Tony Aubé writes interestingly about how No UI is the New UI:
Out of all the possible forms of input, digital text is the most direct one. Text is constant, it doesn’t carry all the ambiguous information that other forms of communication do, such as voice or gestures. Furthermore, messaging makes for a better user experience than traditional apps because it feels natural and familiar. When messaging becomes the UI, you don’t need to deal with a constant stream of new interfaces all filled with different menus, buttons and labels. This explains the current rise in popularity of invisible and conversational apps, but the reason you should care about them goes beyond that.
He’s talking here about “invisible apps”: Magic and Operator and to some extent Google Now and Siri; apps that aren’t on a screen. Voice or messaging or text control. And he’s wholly right. Point and click has benefits — it’s a lot easier to find a thing you want to do, if you don’t know what it’s called — but it throws away all the nuance and skill of language and reduces us to cavemen jabbing a finger at a fire and grunting. We’ve spent thousands of years refining words as a way to do things; they are good at communicating intent1. On balance, they’re better than pictures, although obviously some sort of harmony of the two is better still. Ikea do a reasonable job of providing build instructions for Billy bookcases without using any words at all, but I don’t think I’d like to see their drawings of what “honour” is, or how to run a conference.
The problem is that, until very recently, and honestly pretty much still, a computer can’t understand the nuance of language. So “use language to control computers” meant “learn the computer’s language”, not “the computer learns yours”. Echo, Cortana, Siri, Google Now, Mycroft are all steps in a direction of improving that; Soli is a step in a different direction, but still a valuable one. But we’re still at the stage of “understand the computer’s language”, although the computer’s language has got better. I can happily ask Google Now “what’s this song?”, or “what am I listening to?”, but if I ask it “who sang this?” then my result is a search rather than music identification. Interactive fiction went from “OPEN DOOR” to being able to understand a bewildering variety of more complex statements, but you still have to speak in “textadventurese”: “push over the large jewelled idol” is fine, but “gently push it over” generally isn’t. And tellingly IF still tends to avoid conversations, replacing them with conversation menus or “tell Eric about (topic)”.
“User interface” doesn’t just mean “pixels on a screen”, though. “In a world where computer can see, listen, talk, understand and reply to you, what is the purpose of a user interface?”, asks Aubé.

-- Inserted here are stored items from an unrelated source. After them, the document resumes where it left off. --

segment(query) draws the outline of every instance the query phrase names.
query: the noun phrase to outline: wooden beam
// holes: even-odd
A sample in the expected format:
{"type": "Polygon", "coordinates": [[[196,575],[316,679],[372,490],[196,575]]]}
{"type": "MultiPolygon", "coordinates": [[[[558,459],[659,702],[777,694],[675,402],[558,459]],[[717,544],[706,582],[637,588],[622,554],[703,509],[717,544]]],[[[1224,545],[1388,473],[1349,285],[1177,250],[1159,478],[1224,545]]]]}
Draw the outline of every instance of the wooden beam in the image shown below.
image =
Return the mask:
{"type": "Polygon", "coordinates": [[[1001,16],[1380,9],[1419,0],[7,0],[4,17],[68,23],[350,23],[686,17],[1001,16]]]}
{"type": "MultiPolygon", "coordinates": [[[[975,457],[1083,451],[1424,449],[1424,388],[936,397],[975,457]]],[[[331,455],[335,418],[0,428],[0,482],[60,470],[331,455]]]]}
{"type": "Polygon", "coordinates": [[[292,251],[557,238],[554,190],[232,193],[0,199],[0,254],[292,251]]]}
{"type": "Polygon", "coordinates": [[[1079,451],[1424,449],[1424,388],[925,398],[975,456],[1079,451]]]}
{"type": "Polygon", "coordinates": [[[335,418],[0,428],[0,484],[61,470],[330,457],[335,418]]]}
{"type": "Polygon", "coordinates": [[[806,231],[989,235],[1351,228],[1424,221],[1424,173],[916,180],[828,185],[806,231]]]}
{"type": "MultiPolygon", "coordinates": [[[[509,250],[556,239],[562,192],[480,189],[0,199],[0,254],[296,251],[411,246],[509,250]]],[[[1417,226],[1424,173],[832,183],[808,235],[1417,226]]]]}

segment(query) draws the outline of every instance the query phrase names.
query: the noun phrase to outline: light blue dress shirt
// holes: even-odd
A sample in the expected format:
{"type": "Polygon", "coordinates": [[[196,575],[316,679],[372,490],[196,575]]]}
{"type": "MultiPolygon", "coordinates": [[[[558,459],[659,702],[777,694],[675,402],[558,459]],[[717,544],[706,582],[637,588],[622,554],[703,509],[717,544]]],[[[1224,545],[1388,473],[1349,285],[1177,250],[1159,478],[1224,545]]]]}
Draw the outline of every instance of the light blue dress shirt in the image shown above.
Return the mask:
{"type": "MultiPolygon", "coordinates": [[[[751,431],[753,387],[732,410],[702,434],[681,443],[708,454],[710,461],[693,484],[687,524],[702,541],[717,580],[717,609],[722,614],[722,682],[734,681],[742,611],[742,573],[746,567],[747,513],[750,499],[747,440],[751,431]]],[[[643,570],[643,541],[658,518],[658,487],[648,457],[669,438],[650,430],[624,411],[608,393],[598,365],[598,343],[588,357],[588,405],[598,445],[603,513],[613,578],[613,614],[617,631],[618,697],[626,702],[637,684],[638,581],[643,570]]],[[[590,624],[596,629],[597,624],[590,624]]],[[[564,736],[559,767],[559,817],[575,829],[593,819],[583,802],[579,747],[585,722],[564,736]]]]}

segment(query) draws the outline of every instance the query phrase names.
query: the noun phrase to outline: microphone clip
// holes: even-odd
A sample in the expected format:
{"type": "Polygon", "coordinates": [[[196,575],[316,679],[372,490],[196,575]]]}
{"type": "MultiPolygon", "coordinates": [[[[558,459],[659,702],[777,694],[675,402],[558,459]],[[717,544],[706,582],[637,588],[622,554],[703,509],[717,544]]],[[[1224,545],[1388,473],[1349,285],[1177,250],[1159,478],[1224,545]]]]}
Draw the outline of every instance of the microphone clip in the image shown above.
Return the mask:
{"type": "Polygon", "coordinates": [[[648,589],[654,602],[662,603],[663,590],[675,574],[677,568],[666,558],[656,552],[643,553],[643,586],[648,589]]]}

The computer seeing you, listening to you, talking to you, understanding you, and replying to you is the user interface.
In that list, currently:
- seeing you is hard and not very reliable (obvious example: Kinect)
- listening to you is either easy (if “listening” and “hearing” are the same thing) or very difficult (if “listening” implies active interest rather than just passively recording everything said around it)
- talking to you is easy, although (as with humans) working out what to say is not, and it’s still entirely obvious that a voice is a computer
- understanding you is laughably incomplete and is obviously the core of the problem, although explaining one’s ideas and being understood by people is also the core problem of civilisation and we haven’t cracked that one yet either
- replying to you requires listening to you, talking to you, and understanding you.
Replying by having listened, talked, and understood works fine if you’re asking “what’s this song?” But “Should I eat this chocolate bar?” is a harder question to answer. The main reason it’s hard is because of an important thing that isn’t even on that list: knowing you. Which is not the same thing as “knowing a huge and rather invasive list of things about your preferences”, and is also not something a computer is good at. In fact, if a computer were to actually know you then it wouldn’t collect the huge list of trivia about your preferences because it would know that you find it a little bit disquieting. If a friend of mine asks “should I eat this chocolate bar?”, what do I consider in my answer? Do I like that particular one myself? Do I know if they like it? Do lots of other people like it? Are they diabetic? Are they on a diet? Do they generally eat too much chocolate? Did they ask the question excitedly or resignedly? Have they had a bad day and need a pick-me-up? Do I care?
That list of questions I might ask myself before replying starts off with things computers are good at knowing — did the experts rate Fry’s Turkish Delight on MSN? And ends up with things we’re still a million, million miles away from being able to analyse. Does the computer care? What does it even mean to ask that question? But we can do the first half, so we do do it… and that leads inevitably to the disquieting database collection, the replacement of understanding with a weighted search over all knowledge. Like making a chess champion by just being able to analyse all possible games. Fun technical problem, certainly. Advancement in our understanding of chess? Not so much.
“When I was fifteen years old, I missed a period. I was terrified. Our family dog started treating me differently - supposedly, they can smell a pregnant woman. My mother was clueless. My boyfriend was worse than clueless. Anyway, my grandmother came to visit. And then she figured out the whole situation in, maybe, ten minutes, just by watching my face across the dinner table. I didn’t say more than ten words — ‘Pass the tortillas.’ I don’t know how my face conveyed that information, or what kind of internal wiring in my grandmother’s mind enabled her to accomplish this incredible feat. To condense fact from the vapor of nuance.”
That’s understanding, and thank you Neal Stephenson’s Snow Crash for the definition. Hell, we can’t do that, most of us, most of the time. Until we can… are apps controlled with words doomed to failure? I don’t know. I will say that point-and-grunt is not a very sophisticated way of communicating, but it may be all that technology can currently understand. Let’s hope Mycroft and Siri and Echo and Magic and Operator and Cortana and Google Now are the next step. Aulé’s right when he says this: “It will push us to leave our comfort zone and look at the bigger picture, bringing our focus on the design of the experience rather than the actual screen. And that is an exciting future for designers.” Exciting future for people generally, I think.
- and I leave completely aside here that French is not English is not Kiswahili, although this is indeed a problem for communication too ↩